Pemerintah Korea Utara (Korut) meradang terhadap sanksi baru yang dijatuhkan Perserikatan Bangsa-Bangsa (PBB) atas uji coba nuklirnya. Mereka pun mengancam akan melancarkan serangan nuklir terhadap Amerika Serikat (AS).
“Sekarang AS tengah bersiap untuk menghidupkan pencetus perang nuklir, pasukan bersenjata revolusioner kami akan melaksanakan hak serangan nuklir preemtif guna menghancurkan basis-basis para agresor,” ujar juru bicara Kementerian Luar Negeri Korut seperti dikutip kantor berita resmi Korut, Korean Central News Agency (KCNA).
Juru bicara itu juga mengingatkan seperti dilansir kantor berita AFP, Kamis (7/3), bahwa perang Korea babak kedua tak akan bisa hindari. Alasannya, baik AS maupun Korea Selatan (Korsel) menolak desakan Korut untuk membatalkan latihan militer gabungan. Latihan militer AS-Korsel berskala besar itu akan dimulai pekan depan.
Sebelumnya, Korut telah beberapa kali mengancam akan menyerang pasukan AS yang ditempatkan di Korsel.
Pyongyang juga berulang kali mengklaim bahwa rudal-rudal berkemampuan nuklir miliknya bisa menjangkau wilayah AS.
Sementara Dubes AS untuk PBB Susan Rice mengatakan, Korut tak akan memperoleh apa-apa dari ancaman-ancamannya itu. “Hal ini hanya akan kian mengisolasi negara tersebut dan rakyatnya dan mengganggu upaya internasional untuk mendukung perdamaian dan stabilitas di Asia,” tutur Rice.
Bahkan anggota parlemen AS dari partai Demokrat, Robert Menendez menyebut ancaman serangan nuklir Korut “yang tak masuk akal” itu berarti sama saja dengan bunuh diri.
Terkait dengan itu, dengan tegas kemarin (8/3) Pyongyang membatalkan semua perjanjian gencatan senjata yang mengakhiri Perang Korea pada 1953. Dalam sebuah pernyataan resmi pemerintah melalui televisi nasional, Korut menegaskan mencabut semua kesepakatan non-agresi, menutup akses komunikasi langsung (hotline) dengan Seoul, dan menutup jalur perbatasan antara kedua negara. Sebelumnya, Pyongyang menegaskan berhak melancarkan serangan nuklir dan menarik diri dari kesepakatan gencatan senjata yang mengakhiri Perang Korea.

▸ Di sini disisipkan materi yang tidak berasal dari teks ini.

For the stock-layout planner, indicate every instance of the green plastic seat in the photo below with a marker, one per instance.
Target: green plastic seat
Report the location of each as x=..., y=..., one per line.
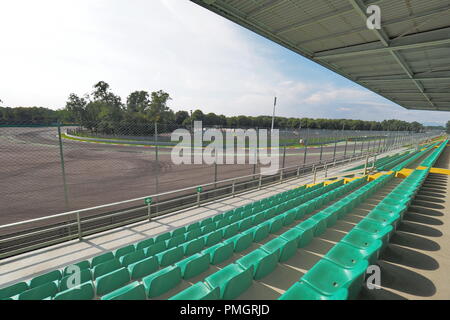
x=132, y=257
x=365, y=241
x=259, y=232
x=231, y=280
x=162, y=281
x=155, y=248
x=178, y=232
x=284, y=249
x=144, y=243
x=380, y=231
x=276, y=223
x=213, y=238
x=194, y=265
x=193, y=234
x=327, y=277
x=132, y=291
x=193, y=226
x=208, y=228
x=106, y=267
x=162, y=237
x=193, y=246
x=222, y=223
x=111, y=281
x=82, y=265
x=260, y=261
x=170, y=256
x=219, y=252
x=13, y=290
x=240, y=241
x=175, y=241
x=123, y=251
x=301, y=237
x=245, y=224
x=101, y=258
x=198, y=291
x=49, y=289
x=347, y=256
x=69, y=280
x=230, y=230
x=302, y=291
x=84, y=291
x=143, y=267
x=54, y=275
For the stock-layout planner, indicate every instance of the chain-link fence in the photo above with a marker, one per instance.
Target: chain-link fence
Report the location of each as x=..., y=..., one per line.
x=53, y=169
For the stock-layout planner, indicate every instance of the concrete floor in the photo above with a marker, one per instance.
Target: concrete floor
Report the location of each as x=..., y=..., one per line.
x=415, y=265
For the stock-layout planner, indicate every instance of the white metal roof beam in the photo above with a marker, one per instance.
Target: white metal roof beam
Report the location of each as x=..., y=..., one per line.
x=385, y=23
x=384, y=38
x=321, y=18
x=415, y=41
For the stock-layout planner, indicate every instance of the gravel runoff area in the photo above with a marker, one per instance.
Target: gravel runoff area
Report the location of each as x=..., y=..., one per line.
x=31, y=180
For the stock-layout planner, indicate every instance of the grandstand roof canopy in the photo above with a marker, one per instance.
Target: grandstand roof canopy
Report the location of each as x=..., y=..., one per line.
x=406, y=61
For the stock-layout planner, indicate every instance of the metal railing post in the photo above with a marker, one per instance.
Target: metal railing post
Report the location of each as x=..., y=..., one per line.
x=80, y=233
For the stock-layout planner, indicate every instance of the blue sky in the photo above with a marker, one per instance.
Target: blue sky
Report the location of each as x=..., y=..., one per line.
x=51, y=48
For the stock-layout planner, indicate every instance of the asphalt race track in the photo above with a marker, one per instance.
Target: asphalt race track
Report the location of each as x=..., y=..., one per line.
x=31, y=180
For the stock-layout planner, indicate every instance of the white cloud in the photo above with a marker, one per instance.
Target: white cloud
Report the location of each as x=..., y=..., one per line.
x=51, y=48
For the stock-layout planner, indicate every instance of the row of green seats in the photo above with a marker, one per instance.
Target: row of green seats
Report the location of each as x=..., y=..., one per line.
x=125, y=256
x=340, y=274
x=234, y=279
x=138, y=261
x=432, y=158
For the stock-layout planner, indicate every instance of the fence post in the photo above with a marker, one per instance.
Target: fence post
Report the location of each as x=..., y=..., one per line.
x=157, y=161
x=80, y=234
x=63, y=168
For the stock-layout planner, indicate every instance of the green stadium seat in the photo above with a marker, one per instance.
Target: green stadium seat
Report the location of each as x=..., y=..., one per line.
x=68, y=281
x=284, y=249
x=193, y=234
x=101, y=258
x=112, y=281
x=82, y=265
x=219, y=252
x=231, y=280
x=327, y=277
x=132, y=257
x=213, y=238
x=230, y=230
x=49, y=289
x=155, y=248
x=106, y=267
x=54, y=275
x=175, y=241
x=178, y=232
x=132, y=291
x=193, y=265
x=193, y=226
x=123, y=251
x=143, y=267
x=193, y=246
x=260, y=261
x=162, y=281
x=13, y=290
x=302, y=291
x=198, y=291
x=144, y=243
x=240, y=241
x=162, y=237
x=276, y=223
x=84, y=291
x=170, y=256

Pengamat Korut dan pejabat Amerika Serikat menyatakan, kemarahan Pyongyang di bawah kepemimpinan Kim Jong-un itu membuat situasi di Semenanjung Korea semakin mengkhawatirkan dan tidak bisa diprediksi.
Pernyataan Korut tersebut dilansir kantor berita KCNA. Pyongyang menyatakan telah membatalkan semua perjanjian non-agresi dengan Selatan. Kemudian, mereka menutup jalur utama lintas perbatasan di Panmunjon dalam zona demiliterisasi.
Pyongyang juga menyatakan telah memutus saluran komunikasi langsung atau hotline yang menghubungkan Utara-Selatan. Korut menyatakan, tidak ada yang perlu dibicarakan dengan “negara boneka pengkhianat”.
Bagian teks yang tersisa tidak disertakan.